L'extraordinaire parcours de la Martiniquaise Stéphanie Saint Clair cheffe de gang dans les années 20 à New York

histoire
La martiniquaise Stephanie St Clair
La Martiniquaise Stephanie St Clair, est devenue, en son temps, la femme noire la plus riche des Etats-Unis… ©Martinique la 1ère

En 1923, Stéphanie Saint Clair s’impose à Harlem, New York, comme la reine des Numbers, la loterie clandestine et résiste à la mafia...Voici l'histoire méconnue de cette Martiniquaise au parcours extraordinaire.

New-York, 1925…En pleine prohibition, la mafia prospère grâce à la contrebande d’alcool.

Cinq familles contrôlent la quasi-totalité des activités illicites dans Manhattan et ses environs. Seul Harlem, le quartier des noirs, n’est pas totalement verrouillé par les gangs Italiens et Judéo-Irlandais.

Ici c’est une femme qui règne sur le crime organisé. Stéphanie Saint Clair, une Martiniquaise à la tête de la loterie clandestine de Harlem, l'une des entreprises criminelles les plus lucratives de la ville.

 

 Stéphanie St Clair
Une femme qui règne sur le crime organisé ; Stéphanie St Clair, une martiniquaise à la tête de la loterie clandestine de Harlem. ©Martinique la 1ère

 

C’est aux Terresainvilles que Stéphanie est née, à la fin du 19e siècle. Fille unique de Félicienne Sainte-Claire, originaire du Vauclin, elle grandit dans ce tout récent quartier de Fort-de-France qui accueille une grande partie des sinistrés du nord, après l'éruption de la montagne Pelée en 1902.

De nombreux logements sont donc construits à l’endroit des anciens marécages. "Sans eau courante ni aménagement sanitaire", raconte l'historien Léo Ursulet.

Stéphanie fréquente l’école du quartier où elle apprend à lire, mais aussi et surtout à compter et à calculer. Compétences qui lui seront extrêmement utiles par la suite.

Mais à l’adolescence, sa réalité sociale l'a rattrape, l’obligeant à abandonner sa scolarité.

Elle débarque à New-York le 30 juillet 1911. On perd ensuite sa trace pendant 5 ans avant de la retrouver dans l’un des gangs les plus actifs de Harlem, avec un nom "américanisé". Il faut désormais l’appeler Stéphanie Saint Clair…
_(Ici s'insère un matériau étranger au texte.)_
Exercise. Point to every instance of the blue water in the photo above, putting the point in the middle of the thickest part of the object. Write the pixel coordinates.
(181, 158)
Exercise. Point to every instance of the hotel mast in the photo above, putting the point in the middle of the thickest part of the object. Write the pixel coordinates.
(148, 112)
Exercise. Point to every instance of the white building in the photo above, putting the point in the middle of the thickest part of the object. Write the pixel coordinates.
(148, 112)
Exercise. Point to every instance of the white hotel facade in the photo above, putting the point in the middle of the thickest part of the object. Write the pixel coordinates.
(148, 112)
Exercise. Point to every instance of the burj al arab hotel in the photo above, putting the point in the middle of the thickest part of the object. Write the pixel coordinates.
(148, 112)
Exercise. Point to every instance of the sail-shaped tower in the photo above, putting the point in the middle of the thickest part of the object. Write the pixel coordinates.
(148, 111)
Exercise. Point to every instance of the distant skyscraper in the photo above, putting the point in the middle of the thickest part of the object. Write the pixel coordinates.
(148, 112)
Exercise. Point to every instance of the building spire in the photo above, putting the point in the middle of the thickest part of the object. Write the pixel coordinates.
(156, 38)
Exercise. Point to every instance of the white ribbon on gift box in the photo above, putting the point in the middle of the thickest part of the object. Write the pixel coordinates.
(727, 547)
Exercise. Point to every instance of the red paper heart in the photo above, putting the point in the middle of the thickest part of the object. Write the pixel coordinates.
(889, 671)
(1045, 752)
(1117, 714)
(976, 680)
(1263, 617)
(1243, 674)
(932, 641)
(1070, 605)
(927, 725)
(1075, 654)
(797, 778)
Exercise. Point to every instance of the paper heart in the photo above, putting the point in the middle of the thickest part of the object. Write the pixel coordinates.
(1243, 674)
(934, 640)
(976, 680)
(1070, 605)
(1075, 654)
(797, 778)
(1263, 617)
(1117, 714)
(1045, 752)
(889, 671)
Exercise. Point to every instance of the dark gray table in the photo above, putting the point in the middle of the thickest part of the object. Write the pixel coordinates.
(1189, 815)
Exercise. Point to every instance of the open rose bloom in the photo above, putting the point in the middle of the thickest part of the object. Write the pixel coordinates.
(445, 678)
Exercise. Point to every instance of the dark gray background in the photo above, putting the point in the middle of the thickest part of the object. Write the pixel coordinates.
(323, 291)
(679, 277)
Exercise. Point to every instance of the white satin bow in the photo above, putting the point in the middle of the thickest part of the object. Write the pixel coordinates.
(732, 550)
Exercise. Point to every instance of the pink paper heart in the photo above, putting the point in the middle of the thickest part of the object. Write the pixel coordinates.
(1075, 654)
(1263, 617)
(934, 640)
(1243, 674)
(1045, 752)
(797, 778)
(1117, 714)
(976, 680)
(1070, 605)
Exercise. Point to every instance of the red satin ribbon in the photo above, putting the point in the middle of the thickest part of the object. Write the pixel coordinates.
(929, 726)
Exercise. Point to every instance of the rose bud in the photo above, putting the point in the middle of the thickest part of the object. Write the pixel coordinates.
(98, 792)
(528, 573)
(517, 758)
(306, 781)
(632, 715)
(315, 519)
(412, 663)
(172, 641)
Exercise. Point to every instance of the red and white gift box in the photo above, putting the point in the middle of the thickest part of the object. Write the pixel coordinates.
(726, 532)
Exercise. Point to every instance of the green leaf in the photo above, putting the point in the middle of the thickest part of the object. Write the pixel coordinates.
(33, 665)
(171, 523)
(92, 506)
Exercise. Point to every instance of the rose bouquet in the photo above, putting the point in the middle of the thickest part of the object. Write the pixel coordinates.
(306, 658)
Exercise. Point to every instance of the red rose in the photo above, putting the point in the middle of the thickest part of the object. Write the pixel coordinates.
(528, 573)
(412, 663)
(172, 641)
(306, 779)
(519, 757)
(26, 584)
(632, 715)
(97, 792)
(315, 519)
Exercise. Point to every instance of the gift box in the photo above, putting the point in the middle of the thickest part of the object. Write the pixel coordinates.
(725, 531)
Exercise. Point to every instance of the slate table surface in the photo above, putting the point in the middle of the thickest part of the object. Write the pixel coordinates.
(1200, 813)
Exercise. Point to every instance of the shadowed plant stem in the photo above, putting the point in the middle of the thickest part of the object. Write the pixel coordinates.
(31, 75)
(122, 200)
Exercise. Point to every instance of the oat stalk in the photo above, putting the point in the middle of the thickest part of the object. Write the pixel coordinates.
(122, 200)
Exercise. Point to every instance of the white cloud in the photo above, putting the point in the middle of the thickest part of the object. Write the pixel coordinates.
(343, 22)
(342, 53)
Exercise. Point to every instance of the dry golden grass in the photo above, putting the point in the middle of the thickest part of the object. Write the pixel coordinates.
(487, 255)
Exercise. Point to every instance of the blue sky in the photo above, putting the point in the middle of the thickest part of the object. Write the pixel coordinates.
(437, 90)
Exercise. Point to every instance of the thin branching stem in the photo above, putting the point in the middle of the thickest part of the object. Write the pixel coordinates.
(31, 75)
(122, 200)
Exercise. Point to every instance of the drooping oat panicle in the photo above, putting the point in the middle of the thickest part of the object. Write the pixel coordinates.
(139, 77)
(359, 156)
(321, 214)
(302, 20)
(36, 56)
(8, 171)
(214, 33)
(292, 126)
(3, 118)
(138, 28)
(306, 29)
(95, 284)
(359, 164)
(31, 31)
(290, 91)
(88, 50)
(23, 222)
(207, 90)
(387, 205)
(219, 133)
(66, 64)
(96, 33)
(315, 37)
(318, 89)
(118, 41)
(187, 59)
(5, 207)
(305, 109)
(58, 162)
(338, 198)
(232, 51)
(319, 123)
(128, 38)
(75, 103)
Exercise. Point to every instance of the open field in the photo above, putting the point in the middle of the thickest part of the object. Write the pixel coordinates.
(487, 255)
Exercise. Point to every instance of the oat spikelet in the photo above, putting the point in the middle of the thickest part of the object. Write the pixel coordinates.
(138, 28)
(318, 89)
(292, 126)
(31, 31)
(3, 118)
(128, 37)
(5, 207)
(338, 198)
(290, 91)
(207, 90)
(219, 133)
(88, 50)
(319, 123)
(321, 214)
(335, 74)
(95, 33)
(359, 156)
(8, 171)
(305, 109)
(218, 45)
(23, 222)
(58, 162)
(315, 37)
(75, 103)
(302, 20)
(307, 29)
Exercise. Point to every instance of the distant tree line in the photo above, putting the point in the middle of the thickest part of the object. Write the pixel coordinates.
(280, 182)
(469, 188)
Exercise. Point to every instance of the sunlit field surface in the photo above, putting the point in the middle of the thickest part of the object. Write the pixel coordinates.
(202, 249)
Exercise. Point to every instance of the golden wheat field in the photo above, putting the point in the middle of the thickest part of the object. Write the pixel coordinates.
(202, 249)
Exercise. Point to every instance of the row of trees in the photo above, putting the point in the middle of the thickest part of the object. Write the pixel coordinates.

Voici la première partie de cette histoire avec Eddy Bellerose, Olivier Auguste et Eddy Sainte-Rose.

L'histoire de Stéphanie Saint Clair

En 1923, la Martiniquaise Stéphanie Saint Clair s’impose à Harlem, New York, comme la reine des Numbers, la loterie clandestine. Elle est "la banquière" celle qui prend les paris, rémunère les éventuels gagnants et surtout celle qui empoche les bénéfices.

Elle avait environ 20 contrôleurs, 40 coursiers et était capable d’engendrer 250 000 dollars de bénéfices par an. Donc après avoir investi 10 000 dollars dans ce business elle n’a plus jamais fait marche arrière. C’était un énorme succès à Harlem".

Queenzflip / Rappeur spécialiste de l’histoire des gangs aux Etats-Unis

 

Voici la deuxième partie de cette histoire avec Eddy Bellerose, Olivier Auguste et Eddy Sainte-Rose.

 

La Martiniquaise Stéphanie Saint Clair (Née Sainte-Claire), cheffe de gang à NY

 

L'intelligence de Stéphanie Saint Clair lui a permis de traverser le siècle quand tous les gangsters de New York s’entretuaient.

"Madame Queen" s’éteindra paisiblement à près de 80 ans, toujours à la tête d’un important patrimoine, et sans le moindre ennemi à ses trousses.